First, you have to abandon the idea that a deck is ever ‘done’. A well built deck is and always will be in constant flux with minor changes occurring all the time. No environment is ever static; your deck should not be either. New cards are printed all the time and people construct and play new decks every day even between expansions. If your deck is not constantly changing and adapting to meet the challenges of the ever-changing environment, it will be left behind. Making frequent minor changes will also help to keep your deck fresh and keep your opponent guessing what other cards you may be playing that he has not seen from your deck before.
When constructing your deck, do not focus overly much on any one particular strategy. It is always better to have more options. Try to include a fairly even spread of actions which kill, send home, and bow opponents. This is important because different decks you will face will require different strategies. Where possible, play cards which have multiple effects. Try to include overlapping effects on multiple cards. I call these concepts ‘diverse redundancy’. The idea is to get as many options into the deck as possible, while duplicating effects for consistency. Good examples of these concepts are cards like Justly Earned Victory and Superior Mobility. Both are send home cards, but both also have secondary abilities which allows for greater flexibility in deck construction and in game. Always remember, the more options you allow yourself during deck construction, the more options you will have while playing the deck.

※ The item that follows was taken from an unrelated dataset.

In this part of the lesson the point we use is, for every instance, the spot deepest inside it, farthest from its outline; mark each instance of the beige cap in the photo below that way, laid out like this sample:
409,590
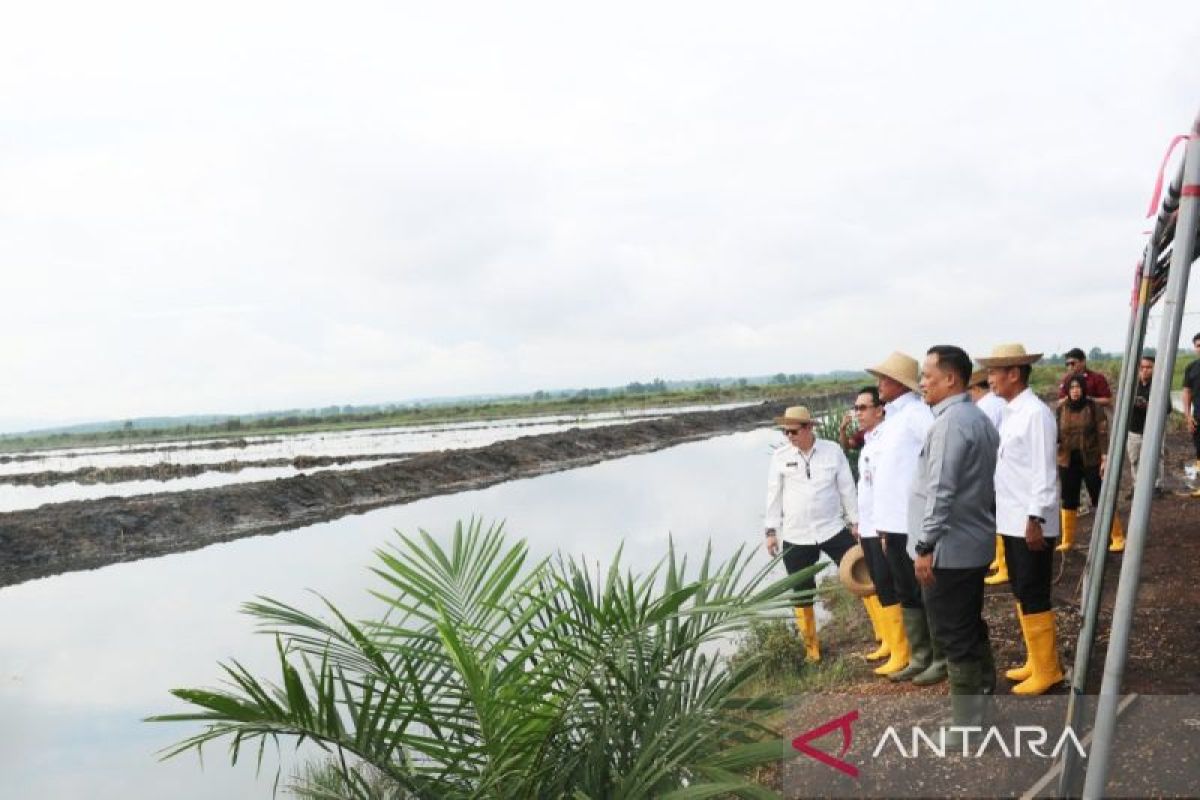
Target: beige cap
899,367
795,415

Just about any tournament caliber deck is going to include slots for meta, even if that is not immediately evident. For those not familiar with the term, meta cards are cards which help to shore up a weakness in your deck, or help to solidify your deck against decks which are expected to be popular in the field. Because meta is specific to certain decks or strategies and because it is difficult to predict what decks or strategies you may find at any particular event, which meta to include can be one of the most difficult decisions in deck construction. I personally like to dedicate two slots on the Fate side and one slot on the Dynasty side to meta. These spots are constantly changing as I find matches which are difficult for my deck or as I find certain decks or strategies are becoming increasingly popular. I am a fan of less potent, but more versatile meta because even if you know you are likely to lose to a deck that is likely to be played by over half of the field, there is no certainty you will face that deck at any given event. I would rather have a slightly less potent meta card in my hand against a problem match than have a completely dead card in my hand against another deck. When making meta decisions, of course it is important that the card help against the match it is intended for, but it should also be playable against other decks if possible as well.
The last step in the process is of course playing the deck. Play it as often as you can against as many different decks as you can. Play the deck until you can almost predict the cards out of your deck before they appear, then play it some more. Keep in mind the deck building process is unending. The longer you play a deck the better it becomes and the better you get at playing it.